Sang Khalifah lantas mengambil batu dan melemparkannya keluar gereja. Beliau lantas mendatangi tempat jatuhnya batu itu, dan di situlah beliau menjalankan shalat. Khalifah Umar kemudian menjamin bahwa gereja itu tidak akan diambil atau dirusak dan tetap terbuka untuk peribadatan umat Kristian.

Sikap toleransi Khalifah Umar diabadikan dalam piagam perdamaian yang dikenal dengan istilah Al-Uhdah Al-Umariyah, yang spiritnya mirip dengan Piagam Madinah. Khalifah Umar, melalui piagam perdamaian itu menjamin hak dan kewajiban umat kristiani. Dampaknya sungguh tak terkira, Sophorinus membalas dengan segala sikap kebaikan. “Kami tidak akan mendirikan biara, gereja, atau tempat pertapaan baru di kota dan pinggiran kota ini. Kami juga akan menerima musafir Muslim ke rumah kami dan memberi mereka makan dan tempat tinggal untuk tiga malam. Kami tidak akan mengucapkan ucapan selamat yang digunakan Muslim. Kami tidak akan memasang salib, baik di jalan-jalan atau pun pasar-pasar milik umat Islam.” (Tarikh al-Umam wa al-Muluk li al-Imam al-Thabari; juga History of al-Tabari: The Caliphate of Umar ibn al-Khathab Trans Yohanan Fiedmann, Albay, 1992, p 191).

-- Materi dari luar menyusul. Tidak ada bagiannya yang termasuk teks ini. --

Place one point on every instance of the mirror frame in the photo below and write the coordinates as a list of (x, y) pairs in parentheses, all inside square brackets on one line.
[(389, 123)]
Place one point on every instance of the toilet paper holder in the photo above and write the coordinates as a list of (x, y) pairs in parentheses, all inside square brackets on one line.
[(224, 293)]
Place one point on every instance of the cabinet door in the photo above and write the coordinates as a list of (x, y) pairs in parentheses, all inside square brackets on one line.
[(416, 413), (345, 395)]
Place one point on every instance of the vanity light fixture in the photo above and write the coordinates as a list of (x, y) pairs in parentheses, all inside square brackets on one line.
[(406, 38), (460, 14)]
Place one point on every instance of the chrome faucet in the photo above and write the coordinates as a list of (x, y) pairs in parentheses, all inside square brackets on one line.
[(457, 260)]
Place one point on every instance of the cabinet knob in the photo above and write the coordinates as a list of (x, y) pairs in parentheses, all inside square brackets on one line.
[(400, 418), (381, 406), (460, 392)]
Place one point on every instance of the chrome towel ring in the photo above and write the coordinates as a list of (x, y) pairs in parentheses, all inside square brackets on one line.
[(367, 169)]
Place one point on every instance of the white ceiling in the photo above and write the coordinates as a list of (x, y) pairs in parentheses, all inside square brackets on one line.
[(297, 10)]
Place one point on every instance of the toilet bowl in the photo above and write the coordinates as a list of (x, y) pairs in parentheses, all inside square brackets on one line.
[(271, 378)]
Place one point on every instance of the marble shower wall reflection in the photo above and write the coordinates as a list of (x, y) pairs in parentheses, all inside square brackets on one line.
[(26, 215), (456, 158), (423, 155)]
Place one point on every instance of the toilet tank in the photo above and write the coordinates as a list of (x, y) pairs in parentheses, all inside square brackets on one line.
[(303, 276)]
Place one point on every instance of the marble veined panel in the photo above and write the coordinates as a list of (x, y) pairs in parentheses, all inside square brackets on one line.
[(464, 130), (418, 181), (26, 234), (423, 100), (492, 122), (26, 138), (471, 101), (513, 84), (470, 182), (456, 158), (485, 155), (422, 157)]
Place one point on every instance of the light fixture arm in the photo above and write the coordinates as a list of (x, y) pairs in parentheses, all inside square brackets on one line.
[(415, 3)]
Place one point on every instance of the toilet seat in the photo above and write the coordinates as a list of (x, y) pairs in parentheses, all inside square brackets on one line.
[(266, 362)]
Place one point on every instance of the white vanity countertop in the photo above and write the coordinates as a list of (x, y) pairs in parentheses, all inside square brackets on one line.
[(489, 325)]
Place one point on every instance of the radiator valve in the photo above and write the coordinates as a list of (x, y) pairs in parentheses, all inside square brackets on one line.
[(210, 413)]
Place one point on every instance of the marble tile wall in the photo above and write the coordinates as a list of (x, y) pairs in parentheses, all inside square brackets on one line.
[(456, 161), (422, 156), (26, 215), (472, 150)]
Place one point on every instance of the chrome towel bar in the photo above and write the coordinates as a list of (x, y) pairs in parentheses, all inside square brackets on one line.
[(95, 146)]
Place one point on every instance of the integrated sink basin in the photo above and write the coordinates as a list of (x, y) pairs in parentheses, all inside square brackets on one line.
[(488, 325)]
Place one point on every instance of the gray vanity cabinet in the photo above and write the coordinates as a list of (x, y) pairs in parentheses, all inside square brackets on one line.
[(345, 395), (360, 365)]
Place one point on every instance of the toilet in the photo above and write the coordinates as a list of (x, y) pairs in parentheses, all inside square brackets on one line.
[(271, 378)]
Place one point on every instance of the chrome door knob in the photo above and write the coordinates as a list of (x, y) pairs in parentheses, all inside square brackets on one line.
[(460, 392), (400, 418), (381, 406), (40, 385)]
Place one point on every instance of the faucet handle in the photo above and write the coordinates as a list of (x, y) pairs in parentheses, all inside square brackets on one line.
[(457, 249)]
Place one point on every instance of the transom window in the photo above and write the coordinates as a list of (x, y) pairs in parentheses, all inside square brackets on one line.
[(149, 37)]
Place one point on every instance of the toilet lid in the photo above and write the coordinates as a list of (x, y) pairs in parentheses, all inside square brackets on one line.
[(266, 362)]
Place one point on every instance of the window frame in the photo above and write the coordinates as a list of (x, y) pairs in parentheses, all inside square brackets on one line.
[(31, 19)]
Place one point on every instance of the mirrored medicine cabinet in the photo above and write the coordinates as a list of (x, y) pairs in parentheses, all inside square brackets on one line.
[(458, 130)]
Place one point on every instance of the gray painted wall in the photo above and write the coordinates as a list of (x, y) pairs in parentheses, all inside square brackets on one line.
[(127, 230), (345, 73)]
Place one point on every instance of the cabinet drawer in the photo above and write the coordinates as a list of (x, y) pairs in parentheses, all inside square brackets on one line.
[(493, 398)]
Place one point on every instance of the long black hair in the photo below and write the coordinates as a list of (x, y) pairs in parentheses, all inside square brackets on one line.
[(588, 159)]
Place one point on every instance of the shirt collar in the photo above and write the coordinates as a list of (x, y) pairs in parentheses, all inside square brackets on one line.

Maka, jika ada sekelompok kecil umat yang secara arogan menolak toleransi, patutlah ia belajar kembali sejarah kearifan orang-orang hebat terdahulu. Kelompok ini memang kecil jumlahnya dibandingkan silent majority, yang saya yakin memiliki semangat pernghargaan terhadap perbedaan. Jumlah kecil ibarat kerikil. Tetapi jika dibiarkan, kerikil kecil akan melukai kaki. Kerikil kecil intoleran akan mengoyak semangat persaudaraan kebangsaan. Dibutuhkan sikap tegas pemerintah untuk mengatasi hal demikian. Juga kepedulian Ulama’ untuk membimbing umat menempuh jalan perdamaian. Jangan didiamkan. Ingat!, sikap intoleran jika dibiarkan akan berkembang menjadi sikap radikal. Bukankah terorisme akarnya dari hal itu?